Nous refusons que les jeunes préparent la guerre !

Nous, professionnels de l’école, du milieu associatif, de l’éducation populaire, lycéen·e·s, parents d’élèves, militant·e·s syndicaux, pacifistes et antimilitaristes, demandons la suppression du SNU. De nombreux dysfonctionnements au cours des séjours (abus de pouvoir, discriminations, humiliations verbales ou physiques) ont été dénoncés dans la presse. Des conditions de travail aberrantes ont parfois été révélées. Cela ne nous étonne pas. Il y a une incompatibilité fondamentale entre les enjeux guerriers du SNU et ceux de développement intellectuel, social et psycho-affectif de la jeunesse.

Nous ne tolérons plus la réappropriation par le gouvernement de termes qui nous sont chers (émancipation, engagement, bienveillance, cohésion…) qui les vide ou les détourne de leur sens.

Cette tactique fausse tout débat et empêche la réflexion critique. Nous nous inquiétons du climat anxiogène et délétère qui préside à cette offensive de militarisation et d’endoctrinement. Nous revendiquons l’indépendance de l’enseignement, de la formation et de l’éducation populaire par rapport à l’armée. Nos missions ne relèvent pas de l’embrigadement, mais d’une éducation émancipatrice où les enfants et les adolescent·e·s, les professionnel·le·s, ainsi que les parents coopèrent pour un futur serein, conscient et ouvert au monde, respectueux du vivant et de chacun·e. Conditions nécessaires pour la paix.
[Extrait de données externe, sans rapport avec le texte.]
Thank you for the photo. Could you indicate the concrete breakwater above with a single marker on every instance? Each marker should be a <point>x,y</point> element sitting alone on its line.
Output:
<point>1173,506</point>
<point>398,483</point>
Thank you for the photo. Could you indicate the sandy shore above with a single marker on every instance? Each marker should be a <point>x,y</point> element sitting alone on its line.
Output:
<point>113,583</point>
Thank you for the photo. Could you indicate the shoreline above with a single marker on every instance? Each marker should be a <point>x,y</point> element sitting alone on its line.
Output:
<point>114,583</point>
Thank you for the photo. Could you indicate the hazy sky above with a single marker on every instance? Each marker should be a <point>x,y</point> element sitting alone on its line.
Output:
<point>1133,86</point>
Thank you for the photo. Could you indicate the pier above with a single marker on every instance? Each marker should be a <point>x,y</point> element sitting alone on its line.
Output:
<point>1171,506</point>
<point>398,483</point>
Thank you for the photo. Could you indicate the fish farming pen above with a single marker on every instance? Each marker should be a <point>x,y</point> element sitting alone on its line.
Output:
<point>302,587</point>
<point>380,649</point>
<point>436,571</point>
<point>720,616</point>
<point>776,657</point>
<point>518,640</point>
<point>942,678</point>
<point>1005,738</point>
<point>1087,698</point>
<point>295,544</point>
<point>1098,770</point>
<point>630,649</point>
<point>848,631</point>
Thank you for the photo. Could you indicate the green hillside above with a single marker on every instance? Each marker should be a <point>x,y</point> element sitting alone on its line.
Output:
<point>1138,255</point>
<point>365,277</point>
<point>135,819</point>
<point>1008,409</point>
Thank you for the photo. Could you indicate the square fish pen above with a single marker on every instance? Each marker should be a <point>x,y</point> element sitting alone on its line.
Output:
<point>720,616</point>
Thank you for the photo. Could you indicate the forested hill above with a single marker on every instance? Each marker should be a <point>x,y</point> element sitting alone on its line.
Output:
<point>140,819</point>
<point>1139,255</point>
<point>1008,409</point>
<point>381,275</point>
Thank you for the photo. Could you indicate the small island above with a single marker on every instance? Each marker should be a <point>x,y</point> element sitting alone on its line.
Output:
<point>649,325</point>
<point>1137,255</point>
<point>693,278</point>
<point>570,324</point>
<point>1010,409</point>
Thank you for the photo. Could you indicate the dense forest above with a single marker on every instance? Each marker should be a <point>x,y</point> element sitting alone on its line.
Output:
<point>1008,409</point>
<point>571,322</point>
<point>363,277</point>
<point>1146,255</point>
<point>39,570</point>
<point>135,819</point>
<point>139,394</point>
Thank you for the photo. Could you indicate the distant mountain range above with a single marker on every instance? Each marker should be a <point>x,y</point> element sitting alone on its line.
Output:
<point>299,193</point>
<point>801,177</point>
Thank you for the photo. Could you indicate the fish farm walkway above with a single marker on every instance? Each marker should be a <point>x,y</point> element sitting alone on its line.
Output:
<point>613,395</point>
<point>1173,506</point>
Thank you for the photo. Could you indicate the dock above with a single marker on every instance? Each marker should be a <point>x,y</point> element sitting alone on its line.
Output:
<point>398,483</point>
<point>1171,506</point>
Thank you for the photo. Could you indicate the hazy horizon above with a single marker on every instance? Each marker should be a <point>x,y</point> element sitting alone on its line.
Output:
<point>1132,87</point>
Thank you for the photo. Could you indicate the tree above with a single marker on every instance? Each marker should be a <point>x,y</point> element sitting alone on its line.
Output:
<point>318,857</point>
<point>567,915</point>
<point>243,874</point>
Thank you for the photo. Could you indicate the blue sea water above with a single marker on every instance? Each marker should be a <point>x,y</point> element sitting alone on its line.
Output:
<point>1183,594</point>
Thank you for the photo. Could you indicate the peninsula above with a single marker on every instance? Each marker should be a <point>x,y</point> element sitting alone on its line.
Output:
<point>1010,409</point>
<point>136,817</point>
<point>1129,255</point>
Le collectif Non au SNU-IDF


(1) Près de 50 % des missions en 2021 ont eu lieu au sein de « corps en uniforme », Allan Popelard, Le Monde diplomatique, octobre 2023.
(2) « Le SNU concerne actuellement 32 00 volontaires par an, dont près de 40 % ont un parent policier, militaire ou pompier », Allan Popelard, Le Monde diplomatique, octobre 2023.
(3) Extrait d’un discours Gabriel Attal au Sénat le 18 octobre 2023, cité dans les Échos, « Stage ou SNU, les élèves devront choisir au moins de juin« , 19 octobre 2023.
(4) Bulletin officiel, 29 juin 2023.
(5) « Le SNU va être intégré en classe de seconde, annonce Sarah El Haïry au Figaro« , Aude Bariéty et Caroline Beyer, Le Figaro, Paris, 15 juin 2023.
(6) « Stage ou SNU, les élèves devront choisir au moins de juin« , Les Échos, op. cit.
(7) « Le service national universel : la généralisation introuvable« , Rapport d’information du Sénat n° 406 (2022-2023), déposé le 8 mars 2023.
(8) Rappelons-le, Prisca Thévenot, secrétaire d’État auprès du ministre des Armées et du ministre de l’Éducation nationale et de la Jeunesse, est en charge de la jeunesse et du SNU.